L’INSPQ n’a guère d’appétit pour les nouveaux produits du cannabis

MONTRÉAL — L’autorisation d’une gamme de produits du cannabis comestibles et autres «semble une initiative précipitée», affirme l’Institut national de santé publique du Québec (INSPQ) dans un mémoire présenté au ministère de la Santé du Québec sur la nouvelle réglementation visant à encadrer ces produits.

L’Institut ne cache pas son manque d’appétit devant la création de ce nouveau marché, qu’il considère comme «une stratégie industrielle destinée à augmenter les ventes et les profits, en recrutant de nouveaux clients ou en visant une hausse des achats de consommation des usagers existants», ajoutant qu’il s’agit là d’une stratégie identique à celle «qui s’est avérée fort efficace pour les industries de l’alcool et du tabac».

L’organisme note avec une certaine inquiétude que ces produits, peu connus du public et beaucoup moins consommés que la forme fumée, posent «plusieurs risques pour la santé».

Parmi ceux-ci, l’INSPQ note que le cannabis ingéré prend une heure ou plus avant de faire effet, comparativement à quelques minutes lorsque fumé, de sorte qu’il est plus difficile de connaître la quantité requise pour avoir l’effet désiré et qu’il est donc plus facile de surconsommer. De plus, l’Institut note qu’à dose équivalente de THC — l’ingrédient psychoactif du cannabis — la forme ingérée peut donner un effet potentiellement plus intense, plus prolongé et plus difficile à anticiper.
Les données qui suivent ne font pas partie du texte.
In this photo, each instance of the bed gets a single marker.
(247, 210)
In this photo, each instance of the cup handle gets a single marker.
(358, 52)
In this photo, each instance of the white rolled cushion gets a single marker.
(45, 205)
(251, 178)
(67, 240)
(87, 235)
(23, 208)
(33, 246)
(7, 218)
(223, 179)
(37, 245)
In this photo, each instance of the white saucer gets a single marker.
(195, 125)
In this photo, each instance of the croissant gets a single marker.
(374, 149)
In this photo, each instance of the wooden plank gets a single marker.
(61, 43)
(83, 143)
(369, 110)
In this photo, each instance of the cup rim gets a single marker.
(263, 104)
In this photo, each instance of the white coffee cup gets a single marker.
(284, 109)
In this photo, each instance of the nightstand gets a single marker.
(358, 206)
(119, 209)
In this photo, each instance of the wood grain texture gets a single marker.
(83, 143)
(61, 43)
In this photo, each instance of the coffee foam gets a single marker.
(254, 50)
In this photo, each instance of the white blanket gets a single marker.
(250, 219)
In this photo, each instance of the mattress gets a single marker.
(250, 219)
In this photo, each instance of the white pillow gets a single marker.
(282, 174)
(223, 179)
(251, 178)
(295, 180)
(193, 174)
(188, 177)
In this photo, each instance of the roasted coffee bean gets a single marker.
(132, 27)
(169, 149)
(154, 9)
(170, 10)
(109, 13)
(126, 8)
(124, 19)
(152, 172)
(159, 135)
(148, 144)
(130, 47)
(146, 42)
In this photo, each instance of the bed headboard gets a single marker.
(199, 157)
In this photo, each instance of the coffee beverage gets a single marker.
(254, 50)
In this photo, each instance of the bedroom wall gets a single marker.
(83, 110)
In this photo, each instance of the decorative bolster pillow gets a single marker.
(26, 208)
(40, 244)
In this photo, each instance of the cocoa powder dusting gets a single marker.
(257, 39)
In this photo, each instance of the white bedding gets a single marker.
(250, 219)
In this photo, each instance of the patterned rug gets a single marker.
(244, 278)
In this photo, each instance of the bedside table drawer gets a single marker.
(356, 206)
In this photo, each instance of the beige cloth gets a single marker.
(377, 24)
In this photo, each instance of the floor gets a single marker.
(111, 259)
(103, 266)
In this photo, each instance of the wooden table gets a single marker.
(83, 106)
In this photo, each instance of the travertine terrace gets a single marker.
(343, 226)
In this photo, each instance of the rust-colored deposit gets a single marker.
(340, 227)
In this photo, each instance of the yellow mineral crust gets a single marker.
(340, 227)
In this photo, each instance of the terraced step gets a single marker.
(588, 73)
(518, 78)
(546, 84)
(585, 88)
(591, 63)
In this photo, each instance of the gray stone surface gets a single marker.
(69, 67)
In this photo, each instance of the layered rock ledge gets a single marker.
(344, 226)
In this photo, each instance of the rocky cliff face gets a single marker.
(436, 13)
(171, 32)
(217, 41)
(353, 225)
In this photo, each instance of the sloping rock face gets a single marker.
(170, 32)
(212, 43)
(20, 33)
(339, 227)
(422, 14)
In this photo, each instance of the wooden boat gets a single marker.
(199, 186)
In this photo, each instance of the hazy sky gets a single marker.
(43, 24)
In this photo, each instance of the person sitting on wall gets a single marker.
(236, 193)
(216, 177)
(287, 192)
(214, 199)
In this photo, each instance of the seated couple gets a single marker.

L’INSPQ constate que l’industrie travaille à la création de nouveaux produits «dans une perspective de croissance des ventes» et que «les boissons contenant du THC, peu répandues jusqu’à maintenant, constituent l’un des principaux créneaux de développement commercial».

Il suggère à Québec de n’autoriser que la vente de produits comestibles qui goûtent le cannabis pour éviter d’élargir leur attrait et pour prévenir la consommation non intentionnelle et d’interdire complètement toute boisson au cannabis qui soit sucrée.

À ce chapitre, l’Institut applaudit au passage la décision de Québec d’interdire la vente de friandises, de confiseries, de desserts, de chocolats ou de tout autre produit attrayant pour les mineurs et déplore qu’il n’en ait pas fait autant pour les boissons, surtout que «l’industrie présente ce type de produit comme son principal créneau de développement commercial».

L’INSPQ est par ailleurs réconforté de voir l’État maintenir toutes les ventes à l’intérieur des succursales contrôlées par le SQDC et salue la prudence de l’État québécois qui a choisi «de ne pas offrir tout ce que l’industrie peut développer».